Clan belonging to Madahweyne sub clan of the Dir clan family

The Bursuuk (Somali: Barsuug) or also written as Barsuk, Barsuq and Barsoub is a clan belonging to Madahweyne sub-clan of the Dir clan family and are not related to the Musa Ali section of the Arap who adopted their name. They largely live in Ethiopia, in the Somali Region, especially around the ancient city of Harar and between the city and Jigjiga.

==History==
The Bursuuk were one of the Somali clans that fought on the left flank of Imam Ahmad ibn Ibrahim al-Ghazi's army during the Ethiopian-Adal War. According to Antoine d'Abbadie, he notes that the Barentu Oromo had occupied Dakkar from the Bursuuk which they have integrated in their mythology.
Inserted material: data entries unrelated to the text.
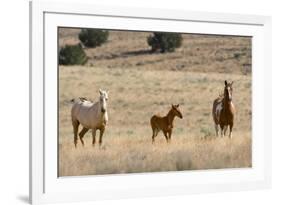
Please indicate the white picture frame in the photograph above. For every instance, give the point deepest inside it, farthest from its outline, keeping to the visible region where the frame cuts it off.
(45, 186)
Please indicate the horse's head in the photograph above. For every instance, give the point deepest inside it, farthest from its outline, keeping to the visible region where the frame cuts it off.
(103, 100)
(228, 90)
(176, 111)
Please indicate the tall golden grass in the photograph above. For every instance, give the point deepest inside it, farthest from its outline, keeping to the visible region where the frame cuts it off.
(141, 85)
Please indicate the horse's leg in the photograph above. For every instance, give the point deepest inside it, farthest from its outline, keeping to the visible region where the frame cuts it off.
(166, 136)
(82, 133)
(169, 135)
(222, 127)
(217, 129)
(94, 136)
(230, 130)
(101, 134)
(224, 130)
(75, 124)
(154, 134)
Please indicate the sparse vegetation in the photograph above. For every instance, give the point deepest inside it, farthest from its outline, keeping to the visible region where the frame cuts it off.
(165, 42)
(93, 37)
(72, 55)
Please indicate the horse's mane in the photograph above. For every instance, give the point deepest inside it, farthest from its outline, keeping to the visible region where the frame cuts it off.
(81, 99)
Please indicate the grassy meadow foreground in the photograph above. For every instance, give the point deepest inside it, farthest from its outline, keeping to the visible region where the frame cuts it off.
(140, 85)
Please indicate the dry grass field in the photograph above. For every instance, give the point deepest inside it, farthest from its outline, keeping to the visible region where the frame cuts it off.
(141, 84)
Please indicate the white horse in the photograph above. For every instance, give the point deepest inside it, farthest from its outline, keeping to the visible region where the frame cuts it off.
(91, 116)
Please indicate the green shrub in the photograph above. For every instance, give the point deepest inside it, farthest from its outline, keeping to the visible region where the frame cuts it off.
(72, 55)
(93, 37)
(165, 42)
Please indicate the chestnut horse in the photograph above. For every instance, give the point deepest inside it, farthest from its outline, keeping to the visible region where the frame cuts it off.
(223, 111)
(90, 115)
(165, 123)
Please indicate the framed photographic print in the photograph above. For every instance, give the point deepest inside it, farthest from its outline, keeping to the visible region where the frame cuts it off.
(130, 102)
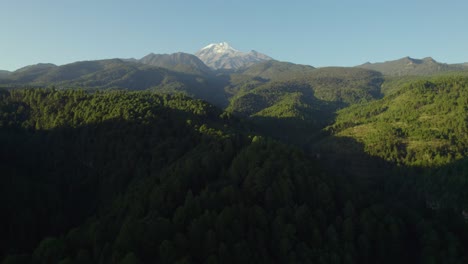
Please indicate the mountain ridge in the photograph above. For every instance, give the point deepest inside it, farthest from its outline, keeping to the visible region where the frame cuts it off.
(223, 56)
(411, 66)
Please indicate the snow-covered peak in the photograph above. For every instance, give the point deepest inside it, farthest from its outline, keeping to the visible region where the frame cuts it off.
(223, 56)
(220, 47)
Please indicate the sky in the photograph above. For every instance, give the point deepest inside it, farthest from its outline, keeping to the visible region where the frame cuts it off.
(314, 32)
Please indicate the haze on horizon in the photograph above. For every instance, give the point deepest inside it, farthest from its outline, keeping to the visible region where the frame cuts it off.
(319, 33)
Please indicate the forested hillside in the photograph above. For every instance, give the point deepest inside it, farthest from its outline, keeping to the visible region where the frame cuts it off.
(138, 177)
(424, 126)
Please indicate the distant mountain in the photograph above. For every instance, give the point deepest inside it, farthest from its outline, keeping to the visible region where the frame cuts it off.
(181, 62)
(223, 56)
(410, 66)
(298, 97)
(276, 70)
(4, 74)
(117, 74)
(31, 72)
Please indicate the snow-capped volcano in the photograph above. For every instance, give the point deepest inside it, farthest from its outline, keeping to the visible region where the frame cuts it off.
(223, 56)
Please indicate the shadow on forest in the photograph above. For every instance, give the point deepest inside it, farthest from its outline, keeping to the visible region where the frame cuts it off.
(55, 179)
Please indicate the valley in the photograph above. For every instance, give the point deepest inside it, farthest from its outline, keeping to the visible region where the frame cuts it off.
(233, 157)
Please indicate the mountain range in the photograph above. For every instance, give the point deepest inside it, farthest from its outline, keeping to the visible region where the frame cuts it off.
(223, 56)
(410, 66)
(119, 161)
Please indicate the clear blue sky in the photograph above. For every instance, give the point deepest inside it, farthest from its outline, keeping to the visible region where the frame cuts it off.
(318, 33)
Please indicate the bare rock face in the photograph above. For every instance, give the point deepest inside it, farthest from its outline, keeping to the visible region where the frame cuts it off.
(222, 56)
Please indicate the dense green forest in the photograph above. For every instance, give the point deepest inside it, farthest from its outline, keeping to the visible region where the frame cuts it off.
(143, 177)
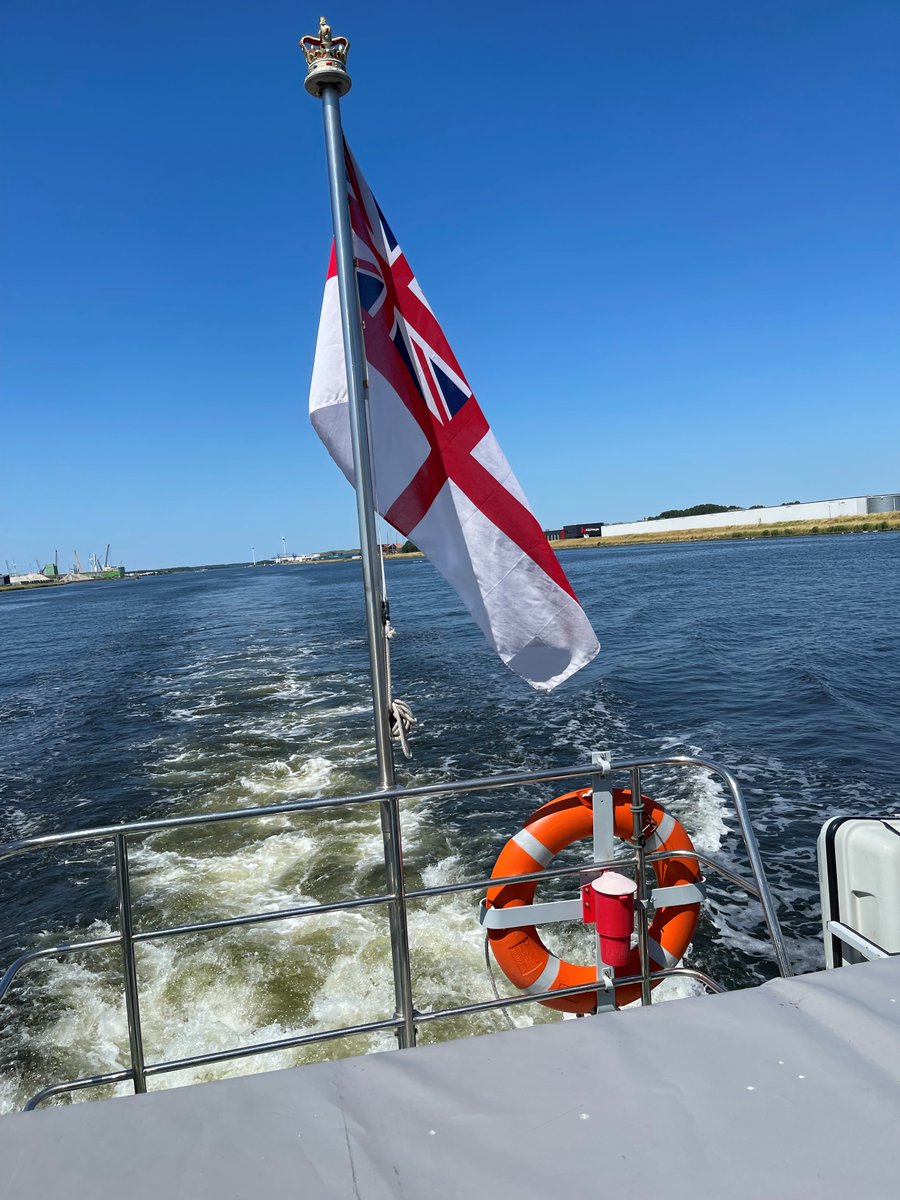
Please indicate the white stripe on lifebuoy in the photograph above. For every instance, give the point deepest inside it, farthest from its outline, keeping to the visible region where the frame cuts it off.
(660, 955)
(661, 834)
(534, 849)
(547, 977)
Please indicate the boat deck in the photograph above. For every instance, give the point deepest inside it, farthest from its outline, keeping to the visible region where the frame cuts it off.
(790, 1090)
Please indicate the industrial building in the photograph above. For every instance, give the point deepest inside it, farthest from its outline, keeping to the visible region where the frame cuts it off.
(814, 510)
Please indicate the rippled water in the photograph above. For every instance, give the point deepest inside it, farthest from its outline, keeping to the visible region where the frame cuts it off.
(217, 689)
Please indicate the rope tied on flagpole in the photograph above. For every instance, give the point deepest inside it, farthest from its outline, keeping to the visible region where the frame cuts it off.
(401, 714)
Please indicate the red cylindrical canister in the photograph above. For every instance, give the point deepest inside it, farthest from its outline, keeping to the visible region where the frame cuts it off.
(613, 907)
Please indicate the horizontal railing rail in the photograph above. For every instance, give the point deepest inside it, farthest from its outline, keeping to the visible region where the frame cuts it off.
(129, 937)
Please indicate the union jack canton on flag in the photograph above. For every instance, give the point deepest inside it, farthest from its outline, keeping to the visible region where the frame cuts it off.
(439, 474)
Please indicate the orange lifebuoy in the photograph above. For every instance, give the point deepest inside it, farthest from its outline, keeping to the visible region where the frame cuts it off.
(520, 952)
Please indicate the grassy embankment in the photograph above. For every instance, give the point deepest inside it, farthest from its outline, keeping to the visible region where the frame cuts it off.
(879, 521)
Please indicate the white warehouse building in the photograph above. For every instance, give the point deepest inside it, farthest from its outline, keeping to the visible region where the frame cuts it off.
(815, 510)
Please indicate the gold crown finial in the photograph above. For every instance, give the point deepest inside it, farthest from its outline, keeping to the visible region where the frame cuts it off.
(325, 61)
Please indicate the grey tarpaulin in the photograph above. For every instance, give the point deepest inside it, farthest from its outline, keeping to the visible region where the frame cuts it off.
(790, 1090)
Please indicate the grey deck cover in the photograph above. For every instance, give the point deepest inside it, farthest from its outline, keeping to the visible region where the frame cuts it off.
(787, 1090)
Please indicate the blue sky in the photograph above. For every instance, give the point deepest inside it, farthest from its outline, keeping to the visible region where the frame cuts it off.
(661, 238)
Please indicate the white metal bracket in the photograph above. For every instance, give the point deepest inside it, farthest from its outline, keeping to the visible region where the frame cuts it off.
(604, 850)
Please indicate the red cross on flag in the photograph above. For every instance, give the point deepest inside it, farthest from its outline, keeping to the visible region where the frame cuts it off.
(439, 475)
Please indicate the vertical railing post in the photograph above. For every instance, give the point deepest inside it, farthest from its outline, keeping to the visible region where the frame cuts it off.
(637, 819)
(759, 871)
(126, 929)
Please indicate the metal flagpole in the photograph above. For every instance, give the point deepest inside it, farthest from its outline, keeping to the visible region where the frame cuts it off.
(327, 79)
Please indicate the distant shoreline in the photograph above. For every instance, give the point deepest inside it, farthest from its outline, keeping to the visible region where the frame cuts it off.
(876, 522)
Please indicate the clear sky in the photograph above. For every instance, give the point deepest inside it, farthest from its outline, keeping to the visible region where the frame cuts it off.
(661, 238)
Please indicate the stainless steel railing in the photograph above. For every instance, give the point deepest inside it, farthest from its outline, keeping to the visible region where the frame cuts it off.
(406, 1017)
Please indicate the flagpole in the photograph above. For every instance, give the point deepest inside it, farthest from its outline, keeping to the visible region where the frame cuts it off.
(327, 79)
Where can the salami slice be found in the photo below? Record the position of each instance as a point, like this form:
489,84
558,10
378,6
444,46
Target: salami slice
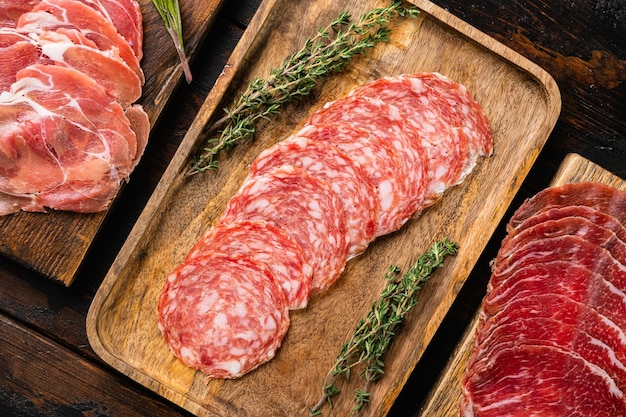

The Bursuuk are considered one of the native Dir tribes of Harar. During the Egyptian occupation of Harar, the Bursuuk resisted the Egyptian colonizers and fought many battles against them. During the Egyptian retreat from Harar, they burned many Barsuuk villages. In retaliation, the Bursuuk attacked the retreating Egyptian troops, and looted caravans of the Habr Awal clan. Richard Burton described the Bursuuk as one of "the Somalis of the mountains" who derive themselves from the Dir.

During 1854 that they were at war with three different clans or tribes: the Girhi, the Berteri and the Gallas (who are known today as Oromos).